As the country moves closer to life post-COVID, questions remain for an industry that has been put through the wringer.
When the Centers for Disease Control and Prevention (CDC) announced that fully vaccinated Americans could shed their masks and disregard social distancing in most situations, it marked the latest step in our march back to “normal.” You could almost feel the country collectively exhale, breathing a sigh of relief that the situation had improved enough to make such a step possible.
But, despite the excitement of being able to walk around, hug family, and enjoy a slice of everyday life without a mask, it also opened an entirely new can of worms for the restaurant industry. For 14 months, restaurant owners and operators have had to deal with everything from lockdowns and closures to capacity restrictions, new technology, and regulations that have varied wildly from state to state.
As the country moves closer to life post-COVID, questions remain for an industry that has been put through the wringer. The virus has split public opinion, and while some people are comfortable continuing to wear masks, others aren’t. Some have wholeheartedly embraced online ordering, while others are anxious to belly up to the bar with their friends.
The restaurant industry is hungry for answers, but like so many other times since the pandemic began, it seems like we’ll all be figuring it out as we go along.
What We Know So Far
On May 13, the CDC announced that fully vaccinated people no longer needed to wear a mask or practice social distancing in most areas, citing new research. As of mid-May, nearly half the U.S. population has received at least one dose of the vaccine, while more than 36% (about 120 million Americans) are considered fully vaccinated.
During a recent interview with TODAY, CDC Director Rochelle Walensky was cautiously optimistic about the new guidelines but stressed that the situation is still fluid.
“I think we really do have to be humble and say that this virus, this pandemic, has given us twists and turns,” Walensky said. “So, we can’t get our eye off the ball, and we do have to continue to monitor really carefully.”
The infection rate has decreased in recent weeks, and vaccinations were moving along smoothly, but Walensky stressed we aren’t out of the woods just yet.
“We needed to take this first step to say if you are vaccinated, individuals themselves are really safe to be able to take their mask off,” she explained. “But what we really do need to understand is that this country is not uniform. There are places in this country that still have higher rates of disease. There are places in this country that still have lower rates of vaccination… Ultimately, we know that this virus is an opportunist, and where there are low rates of vaccination, it will emerge again.”
What stands out here is that, to Walensky’s point, the country has not had a uniform approach to tackling the virus. As a result, what should be a good piece of news has left restaurant owners, guests, and staff scratching their heads.
Looser Mask Restrictions Create More Questions than Answers
The CDC is excited to announce this unexpected and thrilling news, but where does this leave the industry? Well, no one is totally sure. Every state has handled the virus differently. Some clamped down on gatherings and enforced mask mandates; others seemingly have taken a more laissez-faire approach to the pandemic.
For its part, the agency has released some guidance related to its decision, but it’s targeted primarily toward the general public. The CDC’s interim COVID-19 directions don’t cover restaurants specifically but say, “…fully vaccinated people can resume activities without wearing a mask or physically distancing, except where required by federal, state, local, tribal, or territorial laws, rules, and regulations, including local business and workplace guidance.”

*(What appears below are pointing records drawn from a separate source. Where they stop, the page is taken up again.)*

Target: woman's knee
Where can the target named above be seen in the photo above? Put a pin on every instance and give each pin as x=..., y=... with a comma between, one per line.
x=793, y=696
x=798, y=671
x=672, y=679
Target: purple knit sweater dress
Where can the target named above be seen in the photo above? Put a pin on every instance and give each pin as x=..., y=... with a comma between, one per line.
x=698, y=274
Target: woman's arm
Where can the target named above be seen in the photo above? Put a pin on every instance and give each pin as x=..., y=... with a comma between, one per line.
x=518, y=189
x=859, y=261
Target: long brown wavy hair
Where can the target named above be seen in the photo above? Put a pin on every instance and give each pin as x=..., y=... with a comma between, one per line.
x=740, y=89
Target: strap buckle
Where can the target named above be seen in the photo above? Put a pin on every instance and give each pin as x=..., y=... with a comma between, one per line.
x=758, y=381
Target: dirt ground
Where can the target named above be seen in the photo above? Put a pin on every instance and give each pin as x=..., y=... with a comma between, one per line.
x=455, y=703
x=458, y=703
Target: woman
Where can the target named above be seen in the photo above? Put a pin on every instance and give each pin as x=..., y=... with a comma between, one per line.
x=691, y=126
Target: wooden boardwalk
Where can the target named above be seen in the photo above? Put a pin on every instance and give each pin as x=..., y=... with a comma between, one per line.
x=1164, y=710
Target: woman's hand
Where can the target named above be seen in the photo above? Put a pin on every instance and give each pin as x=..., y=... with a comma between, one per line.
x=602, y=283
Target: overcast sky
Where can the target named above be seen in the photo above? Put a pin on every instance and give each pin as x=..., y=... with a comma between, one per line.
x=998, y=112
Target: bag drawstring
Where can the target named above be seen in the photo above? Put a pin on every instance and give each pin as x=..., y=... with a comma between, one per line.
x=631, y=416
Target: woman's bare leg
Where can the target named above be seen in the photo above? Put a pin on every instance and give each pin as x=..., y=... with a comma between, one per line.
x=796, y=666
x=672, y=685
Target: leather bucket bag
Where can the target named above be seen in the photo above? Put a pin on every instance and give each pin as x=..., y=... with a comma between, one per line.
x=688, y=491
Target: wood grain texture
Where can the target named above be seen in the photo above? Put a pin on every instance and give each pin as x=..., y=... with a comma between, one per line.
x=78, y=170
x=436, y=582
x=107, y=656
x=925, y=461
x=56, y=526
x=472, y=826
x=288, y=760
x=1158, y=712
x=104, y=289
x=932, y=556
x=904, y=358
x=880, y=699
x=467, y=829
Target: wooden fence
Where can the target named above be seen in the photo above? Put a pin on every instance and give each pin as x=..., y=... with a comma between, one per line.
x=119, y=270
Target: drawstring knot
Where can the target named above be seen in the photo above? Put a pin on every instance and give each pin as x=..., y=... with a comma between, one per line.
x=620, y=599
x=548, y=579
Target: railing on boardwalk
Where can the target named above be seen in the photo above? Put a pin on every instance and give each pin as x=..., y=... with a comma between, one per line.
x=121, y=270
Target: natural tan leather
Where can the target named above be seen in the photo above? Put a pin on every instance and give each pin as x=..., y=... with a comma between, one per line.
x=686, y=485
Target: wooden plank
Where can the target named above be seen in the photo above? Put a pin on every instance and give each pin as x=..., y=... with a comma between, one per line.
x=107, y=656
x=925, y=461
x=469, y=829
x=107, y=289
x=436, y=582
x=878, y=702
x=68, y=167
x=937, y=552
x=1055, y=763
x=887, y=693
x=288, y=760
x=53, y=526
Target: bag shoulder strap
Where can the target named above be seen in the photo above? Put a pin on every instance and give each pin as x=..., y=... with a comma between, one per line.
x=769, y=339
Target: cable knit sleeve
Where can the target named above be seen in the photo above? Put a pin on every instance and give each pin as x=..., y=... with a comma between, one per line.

About half of the U.S. no longer has a mask mandate. The CDC’s news caused other states, including Pennsylvania, Kentucky, and Nevada, to ease their own restrictions. Meanwhile, states like New York, Massachusetts, and Delaware said they wanted to take a more cautious approach to the eased restrictions and will maintain current mask mandate guidelines until they’ve had a chance to complete their own reviews. As of this writing, all three states have since said they’ll be following CDC guidance and lifting mask mandates for fully vaccinated people in the coming days.

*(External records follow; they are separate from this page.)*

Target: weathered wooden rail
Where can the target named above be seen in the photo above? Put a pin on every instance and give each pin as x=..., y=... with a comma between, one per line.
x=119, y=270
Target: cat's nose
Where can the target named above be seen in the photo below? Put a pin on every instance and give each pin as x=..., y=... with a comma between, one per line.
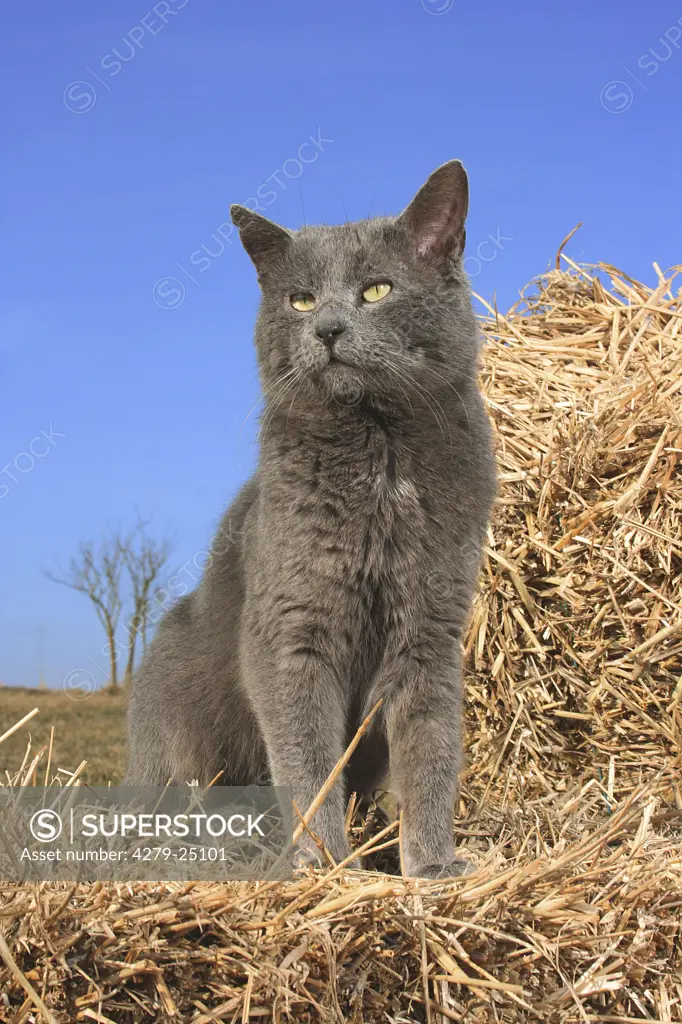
x=330, y=331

For restaurants, it’s difficult to know what the next step is. While the CDC is suggesting that fully vaccinated people are safe to not wear a mask while eating inside of a restaurant or bar, how do restaurants know who has been vaccinated? Currently, unless a person walks around with their vaccination card in hand, we’re mostly going off the honor system. Restaurants have already expressed some concern with how that information is collected, or if they can even ask for it, while others have suggested that it’s time to start trusting one another.
It doesn’t sound like the National Restaurant Association is making many changes to its ongoing COVID-19 guidelines either. During a recent ABC interview, Larry Lynch, SVP of Science and Industry for the NRA, mentioned that restaurants have been welcoming both vaccinated and non-vaccinated guests for months now, but eateries would have to rely on guidance from local and state governments to move forward safely.

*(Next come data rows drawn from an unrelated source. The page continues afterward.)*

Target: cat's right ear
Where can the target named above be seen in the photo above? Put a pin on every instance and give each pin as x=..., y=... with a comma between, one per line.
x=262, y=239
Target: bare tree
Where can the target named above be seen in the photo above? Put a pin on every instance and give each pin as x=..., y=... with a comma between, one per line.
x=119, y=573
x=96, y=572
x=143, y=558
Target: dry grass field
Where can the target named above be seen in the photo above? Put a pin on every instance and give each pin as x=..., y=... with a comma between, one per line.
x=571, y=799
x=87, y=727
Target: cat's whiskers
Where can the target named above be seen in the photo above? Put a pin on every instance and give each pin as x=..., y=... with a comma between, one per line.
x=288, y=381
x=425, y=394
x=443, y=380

When Will Restaurants Return to "Normal?"
To be honest, we don’t know yet. The entire pandemic has been a lesson in doing things live and seems like another opportunity to refine our processes and procedures as we go. The best advice we can give at this point is to stay abreast of what your local and state governments are doing and ask questions whenever you can.
What this recent news should be is an encouraging sign for all of us that the country is finally starting to get the crisis under control. While there are still parts of the world under incredible duress, including our friends and colleagues in India, this news shows that progress has been made.